Bonaparte n’aurait jamais existé, que la nation n’aurait pas moins
désiré la paix ; elle ne l’aurait pas moins obtenue, car nous
avions ravagé, massacré, brûlé les autres, beaucoup plus qu’ils ne
nous avaient brûlés, massacrés et ravagés. Tout le monde en avait
assez ; et si les peuples avaient pu faire la paix sans
s’inquiéter des rois, des princes et des directeurs, la paix se
serait faite d’elle-même.
    Enfin ce fameux traité entre la république et l’Empereur, roi de
Hongrie et de Bohême, arriva.
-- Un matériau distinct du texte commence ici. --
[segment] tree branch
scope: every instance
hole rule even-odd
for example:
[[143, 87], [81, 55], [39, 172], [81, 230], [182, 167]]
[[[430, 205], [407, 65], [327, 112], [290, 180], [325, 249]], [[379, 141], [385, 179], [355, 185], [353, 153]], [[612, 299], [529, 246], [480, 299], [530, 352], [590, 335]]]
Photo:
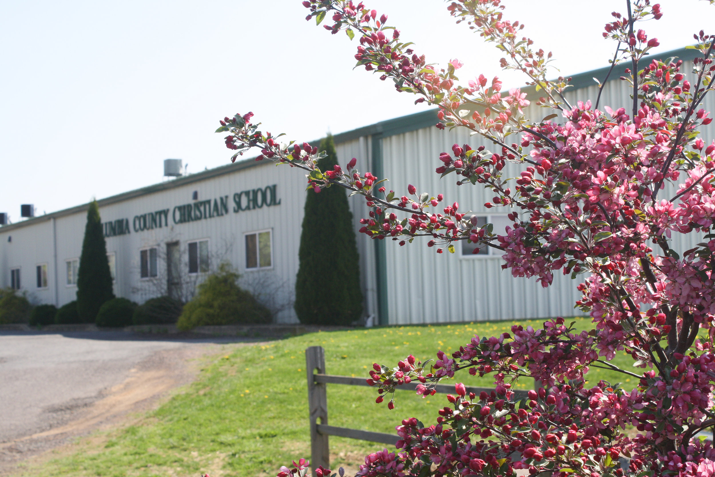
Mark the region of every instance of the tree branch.
[[618, 56], [618, 51], [621, 50], [621, 41], [618, 41], [618, 44], [616, 46], [616, 53], [613, 54], [613, 61], [611, 63], [611, 69], [608, 70], [608, 74], [606, 75], [606, 78], [603, 79], [603, 82], [601, 84], [601, 87], [598, 88], [598, 96], [596, 99], [596, 107], [593, 109], [598, 109], [598, 102], [601, 101], [601, 93], [603, 91], [603, 87], [606, 86], [606, 82], [608, 81], [608, 77], [611, 76], [611, 72], [613, 71], [613, 67], [616, 67], [616, 59]]

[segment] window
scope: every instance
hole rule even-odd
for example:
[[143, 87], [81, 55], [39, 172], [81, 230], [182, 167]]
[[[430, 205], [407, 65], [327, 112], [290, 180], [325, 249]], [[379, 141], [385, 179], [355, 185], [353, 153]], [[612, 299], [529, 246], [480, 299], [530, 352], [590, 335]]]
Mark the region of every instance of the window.
[[271, 256], [270, 230], [246, 234], [246, 268], [269, 268], [273, 260]]
[[13, 290], [20, 289], [20, 269], [10, 269], [10, 287]]
[[152, 247], [139, 250], [139, 262], [142, 278], [152, 278], [159, 275], [157, 267], [157, 247]]
[[37, 265], [37, 287], [47, 287], [47, 264]]
[[189, 242], [189, 273], [206, 273], [209, 271], [209, 241]]
[[117, 255], [114, 252], [107, 254], [107, 261], [109, 262], [109, 274], [112, 275], [112, 281], [117, 280]]
[[[506, 215], [478, 215], [477, 225], [474, 227], [479, 230], [485, 224], [492, 224], [493, 228], [492, 232], [498, 235], [506, 235], [506, 229], [507, 225], [513, 223]], [[482, 245], [479, 247], [477, 253], [474, 253], [474, 249], [477, 245], [468, 240], [462, 240], [462, 257], [472, 258], [475, 257], [493, 257], [503, 255], [500, 250], [487, 245]]]
[[79, 259], [73, 258], [65, 262], [67, 265], [67, 285], [77, 284], [77, 273], [79, 272]]

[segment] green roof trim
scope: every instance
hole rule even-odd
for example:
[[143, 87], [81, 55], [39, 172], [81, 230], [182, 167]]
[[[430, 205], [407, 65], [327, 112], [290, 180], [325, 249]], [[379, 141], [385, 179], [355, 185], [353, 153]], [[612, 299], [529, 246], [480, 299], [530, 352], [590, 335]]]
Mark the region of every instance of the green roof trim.
[[[664, 51], [663, 53], [656, 53], [649, 55], [646, 56], [643, 62], [641, 62], [639, 67], [650, 63], [653, 59], [663, 61], [671, 56], [677, 56], [679, 59], [691, 60], [696, 58], [699, 54], [700, 52], [696, 49], [686, 49], [684, 47], [679, 48], [669, 51]], [[618, 79], [620, 77], [625, 74], [625, 69], [630, 66], [630, 63], [625, 62], [616, 65], [613, 68], [613, 71], [611, 74], [608, 81]], [[571, 75], [570, 77], [571, 79], [570, 84], [573, 87], [572, 89], [580, 89], [581, 88], [595, 85], [596, 83], [593, 81], [594, 77], [598, 78], [599, 81], [603, 81], [603, 78], [605, 78], [606, 75], [608, 74], [610, 68], [611, 67], [608, 66], [603, 68], [598, 68], [598, 69], [593, 69], [583, 73]], [[533, 86], [523, 87], [521, 88], [521, 91], [527, 93], [528, 97], [531, 98], [534, 98], [537, 96], [536, 89]], [[438, 109], [435, 108], [414, 113], [413, 114], [408, 114], [407, 116], [402, 116], [393, 119], [380, 121], [380, 122], [377, 122], [374, 124], [359, 127], [356, 129], [352, 129], [352, 131], [347, 131], [345, 132], [341, 132], [335, 134], [333, 136], [333, 139], [335, 140], [335, 144], [338, 144], [348, 142], [350, 141], [354, 141], [365, 136], [376, 135], [379, 136], [380, 138], [384, 138], [390, 136], [395, 136], [396, 134], [401, 134], [405, 132], [416, 131], [418, 129], [422, 129], [425, 127], [430, 127], [430, 126], [434, 126], [438, 122]], [[257, 162], [254, 158], [247, 159], [235, 164], [220, 166], [209, 170], [202, 171], [196, 174], [192, 174], [191, 175], [185, 177], [180, 177], [179, 179], [174, 179], [166, 182], [161, 182], [159, 184], [155, 184], [154, 185], [142, 187], [141, 189], [136, 189], [127, 192], [118, 194], [117, 195], [113, 195], [112, 197], [107, 197], [106, 199], [98, 200], [97, 202], [99, 203], [99, 207], [104, 207], [124, 200], [134, 199], [142, 195], [160, 192], [169, 189], [173, 189], [182, 185], [192, 184], [193, 182], [206, 180], [207, 179], [211, 179], [225, 174], [232, 174], [245, 169], [249, 169], [256, 166], [266, 165], [267, 164], [270, 164], [270, 162]], [[15, 224], [0, 226], [0, 232], [7, 232], [20, 227], [24, 227], [26, 225], [41, 223], [44, 220], [49, 220], [52, 218], [58, 218], [65, 217], [66, 215], [84, 212], [87, 210], [89, 207], [89, 203], [83, 204], [82, 205], [70, 207], [69, 209], [64, 209], [64, 210], [59, 210], [50, 214], [46, 214], [44, 215], [40, 215], [31, 219], [28, 219], [27, 220], [23, 220], [22, 222], [19, 222]]]
[[[654, 54], [649, 54], [644, 58], [643, 61], [638, 63], [638, 69], [642, 69], [643, 67], [646, 64], [649, 64], [651, 62], [656, 59], [659, 62], [664, 61], [671, 58], [672, 56], [677, 56], [678, 59], [682, 60], [690, 60], [699, 56], [700, 51], [696, 49], [686, 49], [685, 48], [679, 48], [677, 49], [673, 49], [668, 51], [664, 51], [663, 53], [655, 53]], [[608, 77], [608, 81], [618, 79], [621, 77], [626, 74], [626, 69], [631, 68], [631, 64], [630, 62], [623, 62], [613, 67], [613, 71], [611, 73], [611, 76]], [[571, 85], [571, 88], [566, 89], [566, 91], [581, 89], [581, 88], [586, 88], [589, 86], [596, 86], [597, 84], [593, 81], [593, 78], [598, 79], [598, 81], [603, 82], [603, 79], [606, 78], [606, 75], [608, 74], [608, 70], [611, 69], [611, 66], [603, 67], [603, 68], [598, 68], [598, 69], [592, 69], [591, 71], [584, 72], [583, 73], [578, 73], [578, 74], [572, 74], [571, 77], [563, 75], [565, 78], [571, 78], [571, 81], [569, 82], [569, 84]], [[528, 94], [527, 97], [529, 98], [536, 98], [538, 94], [536, 94], [536, 90], [535, 87], [527, 86], [521, 88], [522, 92], [525, 92]]]
[[[112, 195], [112, 197], [109, 197], [105, 199], [100, 199], [97, 202], [100, 207], [105, 207], [111, 205], [112, 204], [121, 202], [124, 200], [135, 199], [143, 195], [155, 194], [164, 190], [169, 190], [169, 189], [179, 187], [182, 185], [187, 185], [189, 184], [193, 184], [194, 182], [206, 180], [207, 179], [212, 179], [217, 176], [224, 175], [225, 174], [232, 174], [234, 172], [238, 172], [239, 171], [255, 167], [256, 166], [268, 165], [269, 164], [272, 164], [272, 162], [269, 162], [267, 161], [256, 161], [255, 158], [247, 159], [233, 164], [229, 164], [225, 166], [219, 166], [218, 167], [214, 167], [213, 169], [202, 171], [201, 172], [192, 174], [184, 177], [179, 177], [165, 182], [160, 182], [159, 184], [154, 184], [146, 187], [142, 187], [141, 189], [135, 189], [127, 192], [122, 192], [122, 194]], [[87, 204], [77, 205], [73, 207], [69, 207], [69, 209], [64, 209], [62, 210], [58, 210], [57, 212], [54, 212], [49, 214], [34, 217], [14, 224], [8, 224], [7, 225], [0, 227], [0, 233], [17, 229], [21, 227], [39, 224], [51, 219], [57, 219], [61, 217], [66, 217], [67, 215], [85, 212], [89, 208], [89, 203], [87, 202]]]

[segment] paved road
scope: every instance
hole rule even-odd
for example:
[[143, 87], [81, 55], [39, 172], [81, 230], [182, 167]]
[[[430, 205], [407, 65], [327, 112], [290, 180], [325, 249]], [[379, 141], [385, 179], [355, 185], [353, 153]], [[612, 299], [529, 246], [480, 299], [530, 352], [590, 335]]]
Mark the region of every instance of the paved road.
[[0, 333], [0, 443], [65, 424], [159, 352], [236, 340]]

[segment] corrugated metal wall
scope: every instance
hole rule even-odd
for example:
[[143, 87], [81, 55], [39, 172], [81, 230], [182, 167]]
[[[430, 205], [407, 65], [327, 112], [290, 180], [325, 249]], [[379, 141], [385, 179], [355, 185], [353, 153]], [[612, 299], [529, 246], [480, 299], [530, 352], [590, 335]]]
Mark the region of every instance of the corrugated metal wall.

Pour conserver la rive gauche du
Rhin, que nous avions gagnée avant Bonaparte et que nous occupions,
le général Bonaparte donnait à Sa Majesté l’Empereur d’Autriche,
roi de Bohême et de Hongrie, en toute propriété et souveraineté,
l’Istrie, la Dalmatie, le Frioul, les îles ci-devant vénitiennes de
l’Adriatique, la ville de Venise, les lagunes, enfin toute cette
république de Venise, qui n’était pas à nous. Les Autrichiens,
séparés de la Belgique par cent lieues de pays, devaient être
contents ; ce n’était pas la peine de tant glorifier ce
traité, l’Autriche aurait accepté le marché même avant la guerre
d’Italie et toutes ses batailles perdues.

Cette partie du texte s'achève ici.